When you ask too many questions, people wonder what you’re after. The need to preserve image makes curiosity uncomfortable. 

Sincere curiosity is a gift to all but the insecure, skeptical, or status driven.

Too many questions:

1. The insecure feel threatened.
2. The skeptical wonder what you’re after.
3. The status driven fear looking bad.

Everyone has insecurities, skepticism, and fear of looking bad. No one aspires to look foolish. 

Build trust before too much curiosity:

1. Answer insecurity with transparency and affirmation. Share your story early in the conversation. Affirm theirs.
2. Answer skepticism by sharing motives and values.
3. Answer people’s fear of losing status by:

  • Avoiding leading questions.
  • Giving affirmation after they give answers.
  • Not asking questions that you already know the answer to. (Unless you tell them up front you want their perspective.)
  • Giving feedback in between questions. Open up to others more than you expect others to open up to you.
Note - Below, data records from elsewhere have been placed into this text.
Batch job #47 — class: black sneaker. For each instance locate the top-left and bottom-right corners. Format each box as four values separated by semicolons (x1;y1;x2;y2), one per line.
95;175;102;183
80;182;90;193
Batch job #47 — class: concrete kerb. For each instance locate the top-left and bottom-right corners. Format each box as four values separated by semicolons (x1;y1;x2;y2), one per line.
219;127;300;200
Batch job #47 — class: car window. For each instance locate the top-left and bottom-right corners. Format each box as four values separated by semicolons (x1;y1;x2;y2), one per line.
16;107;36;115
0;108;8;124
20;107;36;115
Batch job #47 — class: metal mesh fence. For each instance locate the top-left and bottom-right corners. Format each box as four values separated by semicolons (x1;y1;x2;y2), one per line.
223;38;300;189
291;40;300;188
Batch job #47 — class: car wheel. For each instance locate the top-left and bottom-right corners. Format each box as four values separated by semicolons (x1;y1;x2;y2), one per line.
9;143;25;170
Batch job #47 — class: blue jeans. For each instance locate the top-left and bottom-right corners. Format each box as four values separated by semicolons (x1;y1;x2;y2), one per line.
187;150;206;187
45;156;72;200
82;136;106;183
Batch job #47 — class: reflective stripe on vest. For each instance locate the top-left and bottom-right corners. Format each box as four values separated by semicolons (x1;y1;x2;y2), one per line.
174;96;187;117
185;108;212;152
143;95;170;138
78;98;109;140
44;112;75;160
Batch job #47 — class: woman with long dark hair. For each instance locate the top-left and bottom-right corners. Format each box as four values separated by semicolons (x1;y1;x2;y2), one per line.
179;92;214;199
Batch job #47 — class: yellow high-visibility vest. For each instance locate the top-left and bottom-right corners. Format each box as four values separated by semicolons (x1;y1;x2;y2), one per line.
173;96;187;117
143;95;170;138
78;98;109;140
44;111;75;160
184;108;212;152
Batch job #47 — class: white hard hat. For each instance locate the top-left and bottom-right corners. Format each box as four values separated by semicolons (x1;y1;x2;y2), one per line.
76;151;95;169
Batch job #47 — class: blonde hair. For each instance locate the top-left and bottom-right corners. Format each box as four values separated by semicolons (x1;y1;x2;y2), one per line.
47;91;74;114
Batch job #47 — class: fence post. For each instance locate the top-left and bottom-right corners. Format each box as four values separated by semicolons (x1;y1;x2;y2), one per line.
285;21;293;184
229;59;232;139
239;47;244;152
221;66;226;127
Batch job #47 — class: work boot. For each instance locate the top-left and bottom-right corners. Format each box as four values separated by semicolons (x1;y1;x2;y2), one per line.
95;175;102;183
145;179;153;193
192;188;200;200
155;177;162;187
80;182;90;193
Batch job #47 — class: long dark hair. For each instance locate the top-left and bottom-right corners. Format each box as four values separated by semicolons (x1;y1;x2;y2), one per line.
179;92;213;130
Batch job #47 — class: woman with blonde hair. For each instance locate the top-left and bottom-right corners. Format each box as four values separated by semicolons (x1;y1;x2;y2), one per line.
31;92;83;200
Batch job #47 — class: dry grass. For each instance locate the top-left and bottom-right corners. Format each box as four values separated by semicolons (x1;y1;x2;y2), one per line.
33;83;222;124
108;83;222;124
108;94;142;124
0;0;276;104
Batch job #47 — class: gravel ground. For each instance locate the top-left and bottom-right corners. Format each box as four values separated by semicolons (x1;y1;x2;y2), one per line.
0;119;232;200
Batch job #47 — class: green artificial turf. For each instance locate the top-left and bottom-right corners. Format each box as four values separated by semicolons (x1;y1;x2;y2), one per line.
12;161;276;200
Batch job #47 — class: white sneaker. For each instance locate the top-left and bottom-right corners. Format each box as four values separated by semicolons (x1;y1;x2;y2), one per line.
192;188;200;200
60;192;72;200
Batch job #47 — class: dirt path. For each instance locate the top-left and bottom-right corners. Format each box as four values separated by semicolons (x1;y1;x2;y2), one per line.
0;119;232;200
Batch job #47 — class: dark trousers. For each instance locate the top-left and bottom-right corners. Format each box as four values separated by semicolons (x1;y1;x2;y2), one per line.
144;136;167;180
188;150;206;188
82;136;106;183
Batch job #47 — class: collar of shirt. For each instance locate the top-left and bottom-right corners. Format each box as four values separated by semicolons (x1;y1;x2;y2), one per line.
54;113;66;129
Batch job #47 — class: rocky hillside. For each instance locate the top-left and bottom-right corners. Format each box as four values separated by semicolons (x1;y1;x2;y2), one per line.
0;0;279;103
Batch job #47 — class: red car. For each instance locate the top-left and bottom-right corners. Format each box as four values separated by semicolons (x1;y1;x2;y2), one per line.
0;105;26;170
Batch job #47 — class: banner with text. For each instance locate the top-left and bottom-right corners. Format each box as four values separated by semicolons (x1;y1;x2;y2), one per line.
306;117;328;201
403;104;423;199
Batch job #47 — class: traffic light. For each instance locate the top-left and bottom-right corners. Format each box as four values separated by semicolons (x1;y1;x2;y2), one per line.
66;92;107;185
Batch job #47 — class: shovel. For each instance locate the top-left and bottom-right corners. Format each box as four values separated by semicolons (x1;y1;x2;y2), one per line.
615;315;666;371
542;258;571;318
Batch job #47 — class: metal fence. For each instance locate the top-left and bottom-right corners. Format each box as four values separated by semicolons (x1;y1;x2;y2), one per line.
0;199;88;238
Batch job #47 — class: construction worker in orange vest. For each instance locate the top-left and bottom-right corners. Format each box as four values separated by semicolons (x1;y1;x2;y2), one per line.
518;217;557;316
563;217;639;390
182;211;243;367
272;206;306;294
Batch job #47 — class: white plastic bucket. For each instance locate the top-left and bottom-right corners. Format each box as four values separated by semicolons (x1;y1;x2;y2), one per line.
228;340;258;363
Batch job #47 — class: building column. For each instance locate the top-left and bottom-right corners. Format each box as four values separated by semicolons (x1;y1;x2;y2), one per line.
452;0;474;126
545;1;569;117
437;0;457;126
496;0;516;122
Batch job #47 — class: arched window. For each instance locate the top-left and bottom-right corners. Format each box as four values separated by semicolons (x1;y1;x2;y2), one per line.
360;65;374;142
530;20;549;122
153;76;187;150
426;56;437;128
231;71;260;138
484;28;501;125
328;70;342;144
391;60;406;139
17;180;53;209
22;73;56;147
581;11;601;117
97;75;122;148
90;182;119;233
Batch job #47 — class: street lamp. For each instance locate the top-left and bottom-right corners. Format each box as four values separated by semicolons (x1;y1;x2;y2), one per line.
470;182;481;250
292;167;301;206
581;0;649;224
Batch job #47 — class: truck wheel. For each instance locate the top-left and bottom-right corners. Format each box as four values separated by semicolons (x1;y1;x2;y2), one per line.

Answer fear with vulnerability. Strength and courage open up. Others wonder what you’re after. Tell them upfront, before curiosity becomes offensive.

If you don’t care, curiosity is an offense. Distrustful environments don’t trust curiosity. But, when people believe you have their best interests at heart, curiosity strengthens connection.

Caring questions:

What’s your story?
What are you proud of?
What challenges are you facing?

Follow curiosity with affirmation. Affirm more than analyze. No one enjoys being under a microscope. People close down when they feel judged. Invite them to analyze their own answers. Curiosity strengthens connection unless it goes too far.

How might leaders use curiosity as a tool to connect?

When does curiosity create barriers?